Die DHVV habe "den Vorstoß und explizit das Konzept (MoU) der EHAA und des FCH bereits im Januar 2024 scharf kritisiert und auf die augenscheinlichen europäischen und deutschen gesetzlichen `Hürden`, respektive auf die ggf. wesentlichen steuerlichen Unwägbarkeiten hingewiesen", heißt es weiter in der Stellungnahme.
"Die DHVV hält diesen Vorstoß des FCH und der EHAA für ein nicht belastbares Konzept, das sich einer rechtlichen Überprüfung erst stellen muss. Bei den aktuellen Urteilen aus dem Fußball und gegen die FIFA bleibt es fraglich, ob das Konzept des FCH einer rechtlichen Prüfung standhält", so der deutsche Verband weiter, der anfügt: "Die DHVV möchte eine Rechtssicherheit für die Vereine und die Berater selbst, insofern wäre es einfach diese Sicherheit herzustellen, indem man die Konzepte des Fußballs adaptiert."
"Transparente und klare Regelungen für Spielervermittler sind zu begrüßen. Allerdings verwundert sowohl der Zeitpunkt als auch die Art der Regelungen", führt unterdessen Dr. Gregor Reiter, Fachanwalt für Sportrecht und Legal Counsel der European Football Agents Association in der Stellungnahme der DHHV an.
"Bekanntermaßen wird eine Entscheidung des EuGH zu den neuen Vermittlerregeln der FIFA erwartet, die das OLG Düsseldorf für mit deutschem und europäischem Recht nicht vereinbar hält. In ähnlicher Weise habe sich auch das Gericht in Spanien und England zu den Regeln der FIFA geäußert", konkretisiert der Anwalt.
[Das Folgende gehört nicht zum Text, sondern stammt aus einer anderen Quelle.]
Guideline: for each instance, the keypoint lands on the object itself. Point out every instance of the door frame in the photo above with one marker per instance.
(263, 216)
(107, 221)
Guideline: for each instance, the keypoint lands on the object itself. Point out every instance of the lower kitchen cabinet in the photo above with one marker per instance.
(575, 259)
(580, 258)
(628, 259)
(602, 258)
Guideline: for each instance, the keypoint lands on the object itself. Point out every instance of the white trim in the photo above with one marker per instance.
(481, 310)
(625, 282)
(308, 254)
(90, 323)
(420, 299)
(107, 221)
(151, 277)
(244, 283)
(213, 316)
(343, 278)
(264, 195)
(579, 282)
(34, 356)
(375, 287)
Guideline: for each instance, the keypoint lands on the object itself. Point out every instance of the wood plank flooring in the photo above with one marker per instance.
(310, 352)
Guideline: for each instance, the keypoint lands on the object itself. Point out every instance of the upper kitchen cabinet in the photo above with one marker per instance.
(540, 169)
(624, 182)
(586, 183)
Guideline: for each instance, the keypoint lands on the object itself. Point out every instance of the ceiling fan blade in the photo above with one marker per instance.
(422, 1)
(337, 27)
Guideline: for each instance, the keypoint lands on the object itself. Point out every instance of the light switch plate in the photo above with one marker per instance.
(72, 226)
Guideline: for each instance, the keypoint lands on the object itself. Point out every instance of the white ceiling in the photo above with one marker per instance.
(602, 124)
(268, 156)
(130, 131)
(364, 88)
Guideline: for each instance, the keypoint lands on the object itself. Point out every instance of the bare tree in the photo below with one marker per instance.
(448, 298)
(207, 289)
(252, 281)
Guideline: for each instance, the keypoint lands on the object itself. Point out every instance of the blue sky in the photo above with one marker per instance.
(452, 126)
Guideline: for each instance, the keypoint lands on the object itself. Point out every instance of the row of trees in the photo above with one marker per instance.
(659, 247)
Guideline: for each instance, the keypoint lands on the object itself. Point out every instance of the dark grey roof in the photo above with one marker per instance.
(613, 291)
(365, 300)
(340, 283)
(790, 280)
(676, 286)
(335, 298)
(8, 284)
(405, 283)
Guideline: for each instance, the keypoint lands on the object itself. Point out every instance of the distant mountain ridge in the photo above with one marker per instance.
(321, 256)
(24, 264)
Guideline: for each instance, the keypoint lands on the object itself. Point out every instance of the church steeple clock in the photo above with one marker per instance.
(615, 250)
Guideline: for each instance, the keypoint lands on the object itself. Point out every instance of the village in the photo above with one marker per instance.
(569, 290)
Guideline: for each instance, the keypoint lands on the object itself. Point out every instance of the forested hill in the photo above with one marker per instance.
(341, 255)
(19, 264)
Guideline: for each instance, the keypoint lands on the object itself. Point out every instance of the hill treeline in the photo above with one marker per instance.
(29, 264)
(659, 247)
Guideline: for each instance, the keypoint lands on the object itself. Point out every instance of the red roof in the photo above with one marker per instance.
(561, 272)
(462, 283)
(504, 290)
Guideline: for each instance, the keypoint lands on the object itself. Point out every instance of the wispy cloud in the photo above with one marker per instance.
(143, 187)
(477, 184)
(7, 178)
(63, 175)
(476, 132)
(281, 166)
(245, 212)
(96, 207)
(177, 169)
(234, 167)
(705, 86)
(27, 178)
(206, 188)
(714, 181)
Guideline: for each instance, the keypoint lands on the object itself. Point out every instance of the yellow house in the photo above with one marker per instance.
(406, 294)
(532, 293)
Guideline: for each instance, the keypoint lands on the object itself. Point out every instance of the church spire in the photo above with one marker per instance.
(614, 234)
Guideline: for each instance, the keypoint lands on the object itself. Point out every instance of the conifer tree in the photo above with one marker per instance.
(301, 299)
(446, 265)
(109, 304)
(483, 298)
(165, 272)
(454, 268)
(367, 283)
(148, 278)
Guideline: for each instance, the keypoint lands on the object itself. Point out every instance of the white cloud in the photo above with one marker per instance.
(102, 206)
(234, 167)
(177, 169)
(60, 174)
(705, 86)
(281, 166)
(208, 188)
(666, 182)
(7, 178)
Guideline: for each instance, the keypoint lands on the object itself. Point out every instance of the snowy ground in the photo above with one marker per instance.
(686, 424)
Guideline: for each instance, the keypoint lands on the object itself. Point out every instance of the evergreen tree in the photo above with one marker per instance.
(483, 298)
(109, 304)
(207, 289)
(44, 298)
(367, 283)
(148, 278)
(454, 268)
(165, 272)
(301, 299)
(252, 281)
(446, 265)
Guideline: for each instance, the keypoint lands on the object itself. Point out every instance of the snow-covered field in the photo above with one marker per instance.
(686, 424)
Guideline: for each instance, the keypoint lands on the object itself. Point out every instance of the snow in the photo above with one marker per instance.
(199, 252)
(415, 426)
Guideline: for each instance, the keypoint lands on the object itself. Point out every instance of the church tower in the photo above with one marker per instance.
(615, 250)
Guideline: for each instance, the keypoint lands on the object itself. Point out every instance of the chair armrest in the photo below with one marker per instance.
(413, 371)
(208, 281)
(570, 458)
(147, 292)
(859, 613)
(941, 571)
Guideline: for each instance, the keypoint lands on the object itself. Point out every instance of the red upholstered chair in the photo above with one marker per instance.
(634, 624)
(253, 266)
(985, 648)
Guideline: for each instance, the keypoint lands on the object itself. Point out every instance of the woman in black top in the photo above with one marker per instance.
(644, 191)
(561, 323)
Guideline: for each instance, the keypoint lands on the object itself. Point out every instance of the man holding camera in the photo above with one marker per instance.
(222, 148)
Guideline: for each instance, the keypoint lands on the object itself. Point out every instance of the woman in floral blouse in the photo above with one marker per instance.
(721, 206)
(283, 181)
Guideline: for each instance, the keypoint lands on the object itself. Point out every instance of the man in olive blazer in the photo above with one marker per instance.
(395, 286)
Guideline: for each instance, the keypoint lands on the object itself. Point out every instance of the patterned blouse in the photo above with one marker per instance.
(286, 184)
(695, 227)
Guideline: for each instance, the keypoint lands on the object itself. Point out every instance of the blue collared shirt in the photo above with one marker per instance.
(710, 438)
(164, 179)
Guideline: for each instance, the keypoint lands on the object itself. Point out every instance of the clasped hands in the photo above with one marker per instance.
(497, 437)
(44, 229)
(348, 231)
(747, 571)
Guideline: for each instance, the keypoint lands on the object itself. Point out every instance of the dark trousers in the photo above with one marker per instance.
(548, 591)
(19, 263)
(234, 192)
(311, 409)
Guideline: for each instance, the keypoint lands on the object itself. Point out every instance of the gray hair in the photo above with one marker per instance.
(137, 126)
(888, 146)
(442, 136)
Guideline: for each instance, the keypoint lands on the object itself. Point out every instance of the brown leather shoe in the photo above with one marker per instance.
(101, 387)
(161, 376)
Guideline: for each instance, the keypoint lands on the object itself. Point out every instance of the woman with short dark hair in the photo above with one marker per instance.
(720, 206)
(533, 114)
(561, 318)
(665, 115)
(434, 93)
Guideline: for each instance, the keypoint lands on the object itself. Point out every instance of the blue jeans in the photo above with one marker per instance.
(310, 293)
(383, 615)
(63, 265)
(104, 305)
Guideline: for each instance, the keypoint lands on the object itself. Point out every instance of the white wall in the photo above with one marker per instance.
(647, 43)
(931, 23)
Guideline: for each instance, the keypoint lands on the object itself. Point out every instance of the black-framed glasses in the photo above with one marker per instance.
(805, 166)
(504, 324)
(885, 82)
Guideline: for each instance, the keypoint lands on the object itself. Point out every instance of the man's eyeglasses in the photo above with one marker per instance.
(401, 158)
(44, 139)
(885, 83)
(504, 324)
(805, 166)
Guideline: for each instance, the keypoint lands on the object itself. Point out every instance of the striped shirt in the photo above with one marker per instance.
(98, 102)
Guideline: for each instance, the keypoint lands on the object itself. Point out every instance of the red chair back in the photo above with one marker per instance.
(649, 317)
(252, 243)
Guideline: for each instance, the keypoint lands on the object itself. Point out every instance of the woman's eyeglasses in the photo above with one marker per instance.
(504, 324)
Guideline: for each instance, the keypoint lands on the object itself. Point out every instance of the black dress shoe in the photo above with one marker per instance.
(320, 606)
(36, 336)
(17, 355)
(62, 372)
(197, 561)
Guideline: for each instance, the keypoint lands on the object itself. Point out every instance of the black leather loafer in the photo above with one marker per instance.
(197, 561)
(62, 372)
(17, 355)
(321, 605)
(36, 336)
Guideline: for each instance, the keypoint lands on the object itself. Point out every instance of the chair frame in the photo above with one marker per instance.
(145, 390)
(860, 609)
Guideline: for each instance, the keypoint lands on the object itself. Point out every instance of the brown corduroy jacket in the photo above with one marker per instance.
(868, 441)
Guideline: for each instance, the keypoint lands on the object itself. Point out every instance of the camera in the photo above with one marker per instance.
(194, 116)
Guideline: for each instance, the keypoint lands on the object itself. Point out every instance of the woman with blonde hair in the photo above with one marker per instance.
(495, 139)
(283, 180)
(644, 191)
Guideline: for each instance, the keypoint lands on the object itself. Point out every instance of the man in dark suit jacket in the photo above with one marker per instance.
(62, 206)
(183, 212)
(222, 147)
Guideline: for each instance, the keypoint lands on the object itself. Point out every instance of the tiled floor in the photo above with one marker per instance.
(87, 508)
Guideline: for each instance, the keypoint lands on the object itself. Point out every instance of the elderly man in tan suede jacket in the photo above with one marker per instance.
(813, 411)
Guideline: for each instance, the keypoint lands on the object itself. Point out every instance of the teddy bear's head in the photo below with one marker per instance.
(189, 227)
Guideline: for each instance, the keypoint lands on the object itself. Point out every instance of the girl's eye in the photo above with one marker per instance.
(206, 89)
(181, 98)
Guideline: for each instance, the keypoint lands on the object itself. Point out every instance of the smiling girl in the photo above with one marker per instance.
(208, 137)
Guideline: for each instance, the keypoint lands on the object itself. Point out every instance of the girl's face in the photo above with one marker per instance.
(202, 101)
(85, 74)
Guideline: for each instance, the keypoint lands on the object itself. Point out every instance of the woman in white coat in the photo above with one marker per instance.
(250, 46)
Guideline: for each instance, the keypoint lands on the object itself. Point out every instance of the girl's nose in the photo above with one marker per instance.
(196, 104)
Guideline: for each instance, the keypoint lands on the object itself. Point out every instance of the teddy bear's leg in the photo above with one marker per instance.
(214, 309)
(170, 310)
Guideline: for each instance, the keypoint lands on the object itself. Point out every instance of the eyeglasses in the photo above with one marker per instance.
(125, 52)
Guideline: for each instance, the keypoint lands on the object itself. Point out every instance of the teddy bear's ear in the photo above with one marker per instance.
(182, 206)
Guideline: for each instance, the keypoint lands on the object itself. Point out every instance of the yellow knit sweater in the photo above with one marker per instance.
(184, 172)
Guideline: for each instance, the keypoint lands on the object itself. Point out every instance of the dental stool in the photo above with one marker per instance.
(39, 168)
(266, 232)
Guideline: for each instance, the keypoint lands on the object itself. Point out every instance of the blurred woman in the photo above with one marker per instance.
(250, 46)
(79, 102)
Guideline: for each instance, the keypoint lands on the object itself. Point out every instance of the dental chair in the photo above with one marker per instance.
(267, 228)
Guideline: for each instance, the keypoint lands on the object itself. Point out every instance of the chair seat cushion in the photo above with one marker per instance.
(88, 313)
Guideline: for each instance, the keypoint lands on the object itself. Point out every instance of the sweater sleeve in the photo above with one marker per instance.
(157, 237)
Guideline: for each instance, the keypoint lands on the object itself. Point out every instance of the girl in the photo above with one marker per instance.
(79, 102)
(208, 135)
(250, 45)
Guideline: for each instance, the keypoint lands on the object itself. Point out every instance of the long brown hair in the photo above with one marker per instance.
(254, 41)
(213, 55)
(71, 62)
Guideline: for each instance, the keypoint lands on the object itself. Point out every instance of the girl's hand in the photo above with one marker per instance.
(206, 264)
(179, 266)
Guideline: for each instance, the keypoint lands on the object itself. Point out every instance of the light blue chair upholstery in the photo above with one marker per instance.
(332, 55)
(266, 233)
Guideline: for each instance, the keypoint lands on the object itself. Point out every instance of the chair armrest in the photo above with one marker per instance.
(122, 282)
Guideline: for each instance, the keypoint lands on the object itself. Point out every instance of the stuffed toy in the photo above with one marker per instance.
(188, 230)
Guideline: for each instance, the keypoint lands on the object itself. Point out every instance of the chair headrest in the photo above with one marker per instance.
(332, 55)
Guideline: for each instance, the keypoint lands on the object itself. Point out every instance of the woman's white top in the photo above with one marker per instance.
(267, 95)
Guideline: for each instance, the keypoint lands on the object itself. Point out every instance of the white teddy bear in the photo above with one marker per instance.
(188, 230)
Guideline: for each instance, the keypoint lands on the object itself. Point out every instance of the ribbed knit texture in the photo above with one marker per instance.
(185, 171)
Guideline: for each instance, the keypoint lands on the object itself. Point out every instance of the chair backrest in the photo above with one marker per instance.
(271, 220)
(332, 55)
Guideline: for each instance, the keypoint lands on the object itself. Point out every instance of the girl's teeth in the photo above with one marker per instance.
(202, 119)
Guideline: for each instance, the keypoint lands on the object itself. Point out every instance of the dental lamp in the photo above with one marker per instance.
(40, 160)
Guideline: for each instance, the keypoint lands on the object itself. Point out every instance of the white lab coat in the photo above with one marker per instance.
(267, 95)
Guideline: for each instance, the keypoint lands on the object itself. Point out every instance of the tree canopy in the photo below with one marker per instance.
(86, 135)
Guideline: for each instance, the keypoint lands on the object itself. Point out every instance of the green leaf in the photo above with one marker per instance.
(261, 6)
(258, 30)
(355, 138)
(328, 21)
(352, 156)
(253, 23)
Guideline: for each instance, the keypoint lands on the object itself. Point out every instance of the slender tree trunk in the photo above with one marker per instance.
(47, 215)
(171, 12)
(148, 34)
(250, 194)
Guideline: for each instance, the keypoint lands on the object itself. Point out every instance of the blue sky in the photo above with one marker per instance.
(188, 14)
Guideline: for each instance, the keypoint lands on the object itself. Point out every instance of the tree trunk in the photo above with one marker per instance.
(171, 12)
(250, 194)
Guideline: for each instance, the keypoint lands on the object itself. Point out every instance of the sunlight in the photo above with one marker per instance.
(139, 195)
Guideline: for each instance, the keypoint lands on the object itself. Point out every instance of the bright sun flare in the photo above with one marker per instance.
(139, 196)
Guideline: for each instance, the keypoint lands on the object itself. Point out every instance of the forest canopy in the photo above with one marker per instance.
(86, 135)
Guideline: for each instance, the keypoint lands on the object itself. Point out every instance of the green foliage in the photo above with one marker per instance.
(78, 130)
"Es wäre ratsam gewesen, die Entscheidung des EuGH abzuwarten", so Dr. Reiter in der Stellungnahme der DHHV weiter. Er fügt an: "Eine Regelung zum jetzigen Zeitpunkt provoziert eine gerichtliche Auseinandersetzung, zumal fraglich ist, inwieweit die `European-Handball-Agents-Association` überhaupt legitimiert ist, solche Vereinbarungen abzuschließen."